I’ve had a hard time trying to come up with things that I would like to discuss in this post. On one hand, I’m four days away from my departure date, and I’m so excited that I can’t express my words in coherent sentences. On the other hand, I’m really terrified and exhausted because I just moved across the country and my departure date IS so close. I’ve also been trying to write a new post for about two weeks now, and nothing has been motivating me to finish this post. I’ve thought about discussing how I’ve gotten to this point in my life where I’m ready to travel the world, but I couldn’t find the right words to describe this accurately. I’ve considered writing about how I plan to face my challenges abroad as a person who is dealing with depression, but I feel like that is too dark of a topic to tackle when I haven’t even left yet. But then it hit me: the point of having this blog is to think critically. Whether I think critically about some weird experience that I’ve just had, or whether I think critically about what to write, I’m practicing something that will really help me during my travels. I’m reflecting upon my life, analyzing the things that didn’t really make sense to me and observing my growth from a time in the past in comparison to who I am now. Reflection is the key to not letting my trials and tribulations ruin a wonderful experience, and instead it allows me to let these hardships help me grow even further.

Appreciate the Little Things

On Friday morning I woke up at 7:30 in the morning to go hiking with one of my friends in Golden, Colorado. As we were hiking along the South Tabletop Mountain trail, I took in the scenery around me and realized that in about a month, my surroundings would change significantly. I realized that the snow-topped mountains to the West wouldn’t be there anymore. I realized that the distant skyline of Denver would be thousands of miles away from me. It was quite a humbling feeling–although it was also kind of scary–to know that I’d be moving thousands of miles away from home for the second time.


For those of you who don’t know, I made the decision to move to Colorado when I saw the Rocky Mountains for the first time in my life. I distinctly remember my dad telling my sister and I that we would be going to Colorado for a ski-trip, but I was extremely resistant since I was happy where I was at the time: I had a lot of friends in my 5th grade class, I loved my teacher, and I certainly didn’t want to miss out on interesting tales from the time that I was absent. Basically, I was the type of ten-year-old who wanted to remain where they were, and any threat of changing normality scared me.

After much persuasion from my dad (and the fact that I really didn’t have a choice in the matter), I reluctantly agreed to go to Colorado. We arrived at the Denver International Airport early in the morning and went to pick up our car rental. After a quick lunch in Denver, we headed towards the mountains via 6-West, and eventually I-70. Our car climbed through the foothills and finally we were surrounded by the Rocky Mountains. It was a beautiful, sunny day and the mountains stood tall above us. I had never seen such an amazing view in my entire life, and that’s all it took.

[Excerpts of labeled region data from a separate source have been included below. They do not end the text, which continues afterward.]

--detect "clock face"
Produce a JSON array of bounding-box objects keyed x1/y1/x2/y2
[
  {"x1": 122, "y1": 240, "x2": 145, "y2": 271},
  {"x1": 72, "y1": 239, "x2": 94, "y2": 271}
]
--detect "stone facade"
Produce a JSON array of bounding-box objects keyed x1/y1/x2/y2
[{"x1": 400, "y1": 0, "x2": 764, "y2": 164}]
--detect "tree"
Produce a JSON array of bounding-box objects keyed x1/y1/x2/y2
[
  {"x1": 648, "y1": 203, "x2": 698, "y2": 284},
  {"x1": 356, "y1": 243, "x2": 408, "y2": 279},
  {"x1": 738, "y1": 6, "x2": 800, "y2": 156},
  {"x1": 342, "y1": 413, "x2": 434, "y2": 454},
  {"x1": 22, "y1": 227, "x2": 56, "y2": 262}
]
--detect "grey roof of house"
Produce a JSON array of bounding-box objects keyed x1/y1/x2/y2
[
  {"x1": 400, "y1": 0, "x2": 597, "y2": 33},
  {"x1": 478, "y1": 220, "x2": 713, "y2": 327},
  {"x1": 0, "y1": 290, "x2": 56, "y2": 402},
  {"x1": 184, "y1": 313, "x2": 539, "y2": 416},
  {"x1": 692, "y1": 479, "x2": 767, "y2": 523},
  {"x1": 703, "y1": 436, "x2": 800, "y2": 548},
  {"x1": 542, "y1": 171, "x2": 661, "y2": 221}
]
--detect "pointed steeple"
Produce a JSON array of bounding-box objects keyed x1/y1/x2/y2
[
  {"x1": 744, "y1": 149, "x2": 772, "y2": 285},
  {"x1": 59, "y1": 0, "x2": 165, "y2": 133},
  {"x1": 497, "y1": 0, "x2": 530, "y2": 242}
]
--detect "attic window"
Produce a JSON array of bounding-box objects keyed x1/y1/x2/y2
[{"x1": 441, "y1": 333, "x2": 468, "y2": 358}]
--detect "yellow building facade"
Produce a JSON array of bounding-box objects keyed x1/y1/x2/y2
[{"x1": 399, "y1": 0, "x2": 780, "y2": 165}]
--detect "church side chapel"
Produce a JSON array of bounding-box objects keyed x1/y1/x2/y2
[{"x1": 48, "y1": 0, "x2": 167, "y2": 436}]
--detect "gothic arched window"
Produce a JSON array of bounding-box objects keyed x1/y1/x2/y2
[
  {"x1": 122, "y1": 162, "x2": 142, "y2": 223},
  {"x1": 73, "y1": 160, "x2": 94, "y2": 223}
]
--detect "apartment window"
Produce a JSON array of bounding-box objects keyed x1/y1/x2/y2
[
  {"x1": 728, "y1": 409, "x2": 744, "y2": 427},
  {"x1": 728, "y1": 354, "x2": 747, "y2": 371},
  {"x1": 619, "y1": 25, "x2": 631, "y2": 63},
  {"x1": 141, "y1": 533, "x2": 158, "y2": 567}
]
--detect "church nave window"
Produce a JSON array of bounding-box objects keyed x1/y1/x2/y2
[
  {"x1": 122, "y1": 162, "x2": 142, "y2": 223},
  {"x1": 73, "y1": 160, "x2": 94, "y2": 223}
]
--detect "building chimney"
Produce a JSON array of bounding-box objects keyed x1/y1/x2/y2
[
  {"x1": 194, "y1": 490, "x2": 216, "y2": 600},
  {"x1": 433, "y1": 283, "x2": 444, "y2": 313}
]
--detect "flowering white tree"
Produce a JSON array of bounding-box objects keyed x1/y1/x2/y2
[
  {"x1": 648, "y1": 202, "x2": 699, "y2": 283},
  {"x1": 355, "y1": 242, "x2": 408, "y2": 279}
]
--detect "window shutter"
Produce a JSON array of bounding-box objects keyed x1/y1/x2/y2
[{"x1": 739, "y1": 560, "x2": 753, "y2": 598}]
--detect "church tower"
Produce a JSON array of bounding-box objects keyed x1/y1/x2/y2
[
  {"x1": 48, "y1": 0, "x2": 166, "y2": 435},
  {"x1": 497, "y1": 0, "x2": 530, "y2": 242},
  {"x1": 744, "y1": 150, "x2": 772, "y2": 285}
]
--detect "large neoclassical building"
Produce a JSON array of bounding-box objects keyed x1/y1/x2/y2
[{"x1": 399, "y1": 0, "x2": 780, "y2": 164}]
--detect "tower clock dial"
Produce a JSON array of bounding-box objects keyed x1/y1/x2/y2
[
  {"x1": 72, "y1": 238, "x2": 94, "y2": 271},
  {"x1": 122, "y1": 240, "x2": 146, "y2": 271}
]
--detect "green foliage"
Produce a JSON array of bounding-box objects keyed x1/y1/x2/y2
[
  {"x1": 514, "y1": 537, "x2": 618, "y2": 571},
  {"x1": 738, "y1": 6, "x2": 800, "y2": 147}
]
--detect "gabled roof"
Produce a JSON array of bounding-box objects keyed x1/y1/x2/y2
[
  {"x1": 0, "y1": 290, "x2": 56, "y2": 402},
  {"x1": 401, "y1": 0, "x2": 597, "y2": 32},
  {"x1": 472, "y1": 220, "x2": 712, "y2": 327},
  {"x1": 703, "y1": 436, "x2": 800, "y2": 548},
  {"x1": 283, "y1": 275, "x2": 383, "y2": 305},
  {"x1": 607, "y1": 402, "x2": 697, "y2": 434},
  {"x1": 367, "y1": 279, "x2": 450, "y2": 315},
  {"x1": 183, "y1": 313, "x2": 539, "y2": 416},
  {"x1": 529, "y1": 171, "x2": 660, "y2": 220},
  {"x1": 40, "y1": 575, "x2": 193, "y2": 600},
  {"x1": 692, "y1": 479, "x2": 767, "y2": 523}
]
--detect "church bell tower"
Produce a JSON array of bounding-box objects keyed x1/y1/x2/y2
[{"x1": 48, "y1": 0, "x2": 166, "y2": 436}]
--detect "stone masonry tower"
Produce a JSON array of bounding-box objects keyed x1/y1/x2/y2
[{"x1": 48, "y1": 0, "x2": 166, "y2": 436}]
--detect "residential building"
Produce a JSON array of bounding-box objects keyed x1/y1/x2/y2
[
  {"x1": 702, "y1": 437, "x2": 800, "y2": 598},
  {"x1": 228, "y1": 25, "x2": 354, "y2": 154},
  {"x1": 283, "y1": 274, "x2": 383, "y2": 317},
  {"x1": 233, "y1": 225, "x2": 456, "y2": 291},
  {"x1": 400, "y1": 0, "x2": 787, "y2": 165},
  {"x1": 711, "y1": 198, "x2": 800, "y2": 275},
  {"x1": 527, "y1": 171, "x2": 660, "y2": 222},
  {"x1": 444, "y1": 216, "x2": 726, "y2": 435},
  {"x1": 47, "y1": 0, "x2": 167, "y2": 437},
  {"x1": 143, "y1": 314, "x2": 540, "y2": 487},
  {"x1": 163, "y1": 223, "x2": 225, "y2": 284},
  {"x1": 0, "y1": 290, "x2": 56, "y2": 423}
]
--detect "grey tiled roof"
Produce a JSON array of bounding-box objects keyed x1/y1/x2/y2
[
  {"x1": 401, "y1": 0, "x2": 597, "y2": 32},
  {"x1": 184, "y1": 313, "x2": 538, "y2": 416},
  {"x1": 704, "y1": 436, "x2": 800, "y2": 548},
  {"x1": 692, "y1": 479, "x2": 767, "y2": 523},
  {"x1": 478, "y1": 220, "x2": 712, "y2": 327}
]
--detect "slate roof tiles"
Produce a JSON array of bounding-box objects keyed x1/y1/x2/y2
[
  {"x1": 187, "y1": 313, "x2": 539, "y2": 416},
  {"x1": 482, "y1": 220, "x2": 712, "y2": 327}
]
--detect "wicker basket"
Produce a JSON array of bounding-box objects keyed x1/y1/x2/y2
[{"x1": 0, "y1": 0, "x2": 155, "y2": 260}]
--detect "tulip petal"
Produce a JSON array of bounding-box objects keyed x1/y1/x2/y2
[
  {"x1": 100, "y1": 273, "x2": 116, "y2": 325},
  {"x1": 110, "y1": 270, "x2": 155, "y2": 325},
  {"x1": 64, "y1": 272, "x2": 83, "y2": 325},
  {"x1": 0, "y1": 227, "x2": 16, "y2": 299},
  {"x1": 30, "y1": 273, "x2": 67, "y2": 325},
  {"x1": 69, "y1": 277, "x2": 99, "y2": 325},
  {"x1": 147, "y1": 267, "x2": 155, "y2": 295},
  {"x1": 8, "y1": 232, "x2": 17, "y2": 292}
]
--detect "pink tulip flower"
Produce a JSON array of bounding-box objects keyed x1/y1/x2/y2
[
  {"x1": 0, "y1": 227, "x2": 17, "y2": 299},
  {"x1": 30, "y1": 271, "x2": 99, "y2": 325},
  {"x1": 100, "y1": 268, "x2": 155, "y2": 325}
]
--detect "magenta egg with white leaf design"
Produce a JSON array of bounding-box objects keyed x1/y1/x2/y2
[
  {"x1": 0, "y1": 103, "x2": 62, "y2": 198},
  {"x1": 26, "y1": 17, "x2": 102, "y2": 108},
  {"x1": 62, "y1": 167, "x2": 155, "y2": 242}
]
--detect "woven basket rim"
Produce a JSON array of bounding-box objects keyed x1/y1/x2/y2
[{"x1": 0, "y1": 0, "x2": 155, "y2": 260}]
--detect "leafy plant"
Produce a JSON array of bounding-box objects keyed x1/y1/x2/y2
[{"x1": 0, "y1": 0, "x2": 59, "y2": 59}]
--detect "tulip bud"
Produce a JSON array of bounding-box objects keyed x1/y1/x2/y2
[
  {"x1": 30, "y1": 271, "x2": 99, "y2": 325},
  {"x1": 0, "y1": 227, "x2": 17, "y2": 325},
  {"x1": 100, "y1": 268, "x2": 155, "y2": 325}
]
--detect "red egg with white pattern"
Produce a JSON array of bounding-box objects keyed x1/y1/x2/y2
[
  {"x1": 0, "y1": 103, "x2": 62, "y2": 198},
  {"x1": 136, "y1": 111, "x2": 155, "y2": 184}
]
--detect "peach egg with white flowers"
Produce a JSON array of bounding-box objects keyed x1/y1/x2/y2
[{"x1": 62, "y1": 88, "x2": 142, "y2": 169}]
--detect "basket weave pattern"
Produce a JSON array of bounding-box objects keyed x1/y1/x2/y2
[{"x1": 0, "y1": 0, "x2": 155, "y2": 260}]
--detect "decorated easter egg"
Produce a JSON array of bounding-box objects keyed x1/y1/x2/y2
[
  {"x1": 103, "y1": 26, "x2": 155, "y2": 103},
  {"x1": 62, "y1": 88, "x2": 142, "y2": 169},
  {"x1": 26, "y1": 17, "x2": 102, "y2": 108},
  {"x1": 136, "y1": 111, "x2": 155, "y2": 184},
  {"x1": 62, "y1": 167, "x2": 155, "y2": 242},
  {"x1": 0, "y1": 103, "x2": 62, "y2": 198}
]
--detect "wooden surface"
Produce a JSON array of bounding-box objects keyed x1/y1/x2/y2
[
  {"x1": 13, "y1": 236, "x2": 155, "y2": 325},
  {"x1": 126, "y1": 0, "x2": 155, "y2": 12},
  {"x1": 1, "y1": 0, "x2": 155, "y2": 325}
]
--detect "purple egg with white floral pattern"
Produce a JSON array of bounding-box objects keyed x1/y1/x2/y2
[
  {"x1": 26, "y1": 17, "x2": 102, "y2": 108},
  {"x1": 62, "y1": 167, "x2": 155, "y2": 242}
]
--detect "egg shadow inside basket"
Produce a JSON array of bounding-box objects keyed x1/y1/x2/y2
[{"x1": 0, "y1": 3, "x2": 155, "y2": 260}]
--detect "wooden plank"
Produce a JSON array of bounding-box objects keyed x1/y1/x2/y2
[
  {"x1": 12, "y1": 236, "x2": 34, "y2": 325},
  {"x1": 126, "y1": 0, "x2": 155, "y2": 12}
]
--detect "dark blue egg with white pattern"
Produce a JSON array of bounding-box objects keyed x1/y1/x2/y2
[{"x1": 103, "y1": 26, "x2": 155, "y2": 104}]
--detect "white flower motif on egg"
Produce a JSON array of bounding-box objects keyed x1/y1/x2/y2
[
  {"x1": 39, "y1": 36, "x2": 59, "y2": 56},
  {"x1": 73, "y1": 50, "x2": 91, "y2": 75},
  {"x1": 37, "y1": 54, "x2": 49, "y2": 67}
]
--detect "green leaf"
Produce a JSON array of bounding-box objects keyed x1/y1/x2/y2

From that day on, my heart knew where it wanted to be. I changed from wanting to stay in Mattawan, Michigan for my entire life to wanting to explore the world around me. And as previously stated, that small experience was what motivated me for seven years to find a way to live in this beautiful state. There was much more to the world than a small town in Southwest Michigan, and I wanted to take advantage of that.


Now here I am, eagerly awaiting my departure to the next chapter in my life, just as I did three years ago when I was moving to Denver. I get to fulfill one of my life’s dreams yet again at such a young age, and I couldn’t be more grateful. But it goes to show that even the smallest things can influence one’s passions, motivation, and life-goals. Whatever those experiences may be to you, I hope you take them and hold them dearly to you. I hope they give you the strength to push you through the dark times and shine in the good. Although they might be small things to everyone else in this world, it can mean the world to you, and that’s what truly matters.